今はネットで「バズる」とすぐに有名人になれる時代。アイドルやタレントに憧れる若者も多いようですが、そこに努力は必要ないのでしょうか。
『誰でも15分だけは有名になれる』アンディ・ウォーホルの言葉です。ネット時代の今、これは現実味を増していますが、15分以降の世界に到達するには何を捧げればいいのか? 『15分の少女たち-アイドルのつくりかた-』はそんな問いからはじまります。


アイドルの卵・アイカ(黒髪ロングの子)は幼なじみのユマ(ショートヘアの子)とダンスを練習しています。元はモデルとしてスカウトされましたが、ぱっとせずアイドルのオーディションを受けることに。ダンスと歌が上手いユマにチェックしてもらいながら、二人は共に練習しています。

 

アイカたちを撮影しているのは、所属事務所・ムーンライトの社員・小林竜馬。就活の時期にテレビで見た新世代アイドルオーディションに思わず涙し、「アイドルには人を感動させる力がある」と思い、入社したのです。そして彼が今撮っているのも、アイドルオーディションのメイキング動画でした。

 

いよいよオーディション三次審査の日。不安気なアイカにユマは強気で「受かるよ二人で」と言いますが、彼女たちの予想を超えた結果が発表されました。ダンスと歌をユマに教えてもらっていたアイカの方が順位が上になったのです。しかも、一位。

 

ユマは13位でした。「私そこまで欲張ってないのに ユマちゃんより上だなんて」と動揺を抑えられないアイカはトップバッターで歌を披露することになりましたが、そこでアクシデントが⋯⋯。

 

その様子を冷静に眺めて、撮影していたのは雨宮P(プロデューサー)。アイカに起きたアクシデントに慌てふためく竜馬に対しドライに見えた彼女でしたが、実はアイドル一人一人のコンディションを観察し尽くしているのでした。

 

そして、「プロデューサーの作家性が一番強く出る」と言われる最終審査の打ち合わせの際、竜馬は雨宮Pに前回のアイドルオーディションに感動したことを伝えます。すると、彼女は「あれ、つまんなかったよね」と言い放ちました。

 

最終審査は4分33秒の自己PR。その様子を生配信すると雨宮Pは発表しました。

彼女の著書「物語がスターをつくる」には、タレントにしろアイドルにしろ、視聴者は彼らが売れるプロセスから応援したいものなのだ、と書かれています。その子がどんな性格でどんな挫折をしてどう成長したか。その「物語」が購入の判断材料になるということ。なので、彼女たちが発展途上なのはコンテンツとしておいしい。けれど、三次審査のアクシデントがそのまま配信されたことに違和感を抱いていた竜馬は言います。

 

数えきれないほどのアイドルをプロデュースしてきた雨宮Pは、アイドルの卵たちのオーディション風景を視聴者に晒すことで何を見たいのか。それは、自分の想像を超えるアイドルの誕生でした⋯⋯。

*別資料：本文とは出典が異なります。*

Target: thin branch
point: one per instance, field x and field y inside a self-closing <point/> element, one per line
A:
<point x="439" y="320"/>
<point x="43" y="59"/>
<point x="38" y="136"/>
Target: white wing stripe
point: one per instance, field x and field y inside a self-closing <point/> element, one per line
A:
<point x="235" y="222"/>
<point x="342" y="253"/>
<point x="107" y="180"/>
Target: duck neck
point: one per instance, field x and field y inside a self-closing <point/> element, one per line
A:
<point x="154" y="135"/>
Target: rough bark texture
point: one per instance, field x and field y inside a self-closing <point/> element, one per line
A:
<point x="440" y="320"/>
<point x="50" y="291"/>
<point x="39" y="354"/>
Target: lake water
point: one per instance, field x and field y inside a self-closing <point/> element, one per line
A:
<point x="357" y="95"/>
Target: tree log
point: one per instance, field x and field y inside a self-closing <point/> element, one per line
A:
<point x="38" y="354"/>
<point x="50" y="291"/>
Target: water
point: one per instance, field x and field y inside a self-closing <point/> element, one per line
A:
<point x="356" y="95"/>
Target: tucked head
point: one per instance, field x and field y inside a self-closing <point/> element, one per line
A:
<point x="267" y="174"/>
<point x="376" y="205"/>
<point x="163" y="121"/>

ポテンシャルを引き出そうする雨宮Pと、そこに食らいついてゆくことで輝き出すアイドルの原石。まだ視聴者目線でアイカの魅力を感じているままの竜馬はどう変化してゆくのでしょうか。

雨宮Pの名言が強烈ながら奥深いもの。

ネットのエゴサーチが気になりすぎて、様子がおかしくなっているアイカを見た竜馬が雨宮Pに「休ませてあげたらどうですか」と提案し、冷たく断られるシーン。

あの子たちは「商品」で、私たちは「商人」なのよ?

これは「負荷テスト」だという言葉に、竜馬と共に絶句しそうになるのですが、果たして雨宮Pは酷いプロデューサーなのでしょうか? アイドルビジネスの仕掛け人として、本当の優しさとはなんなのでしょうか。一人前のアイドルになってスケジュールが詰まった頃、いきなり休みを取りたいと言われたら? 視聴者の立場と商人としての立場とを切り分けられない竜馬の方が、彼女たちを結果的に潰すことになるのではないでしょうか。

読んでいると、アイカたちの置かれた立場の過酷さに息が止まりそうになります。アイドルになるのは決して簡単ではなくスポットライトを浴びる分、多くの荷を背負っているのです。そして、アイドルなど有名人に安易に憧れる若者たちと私たちも竜馬と似たようなもので、アイドルのことを何もわかっていなかったんだ、と感じるのです。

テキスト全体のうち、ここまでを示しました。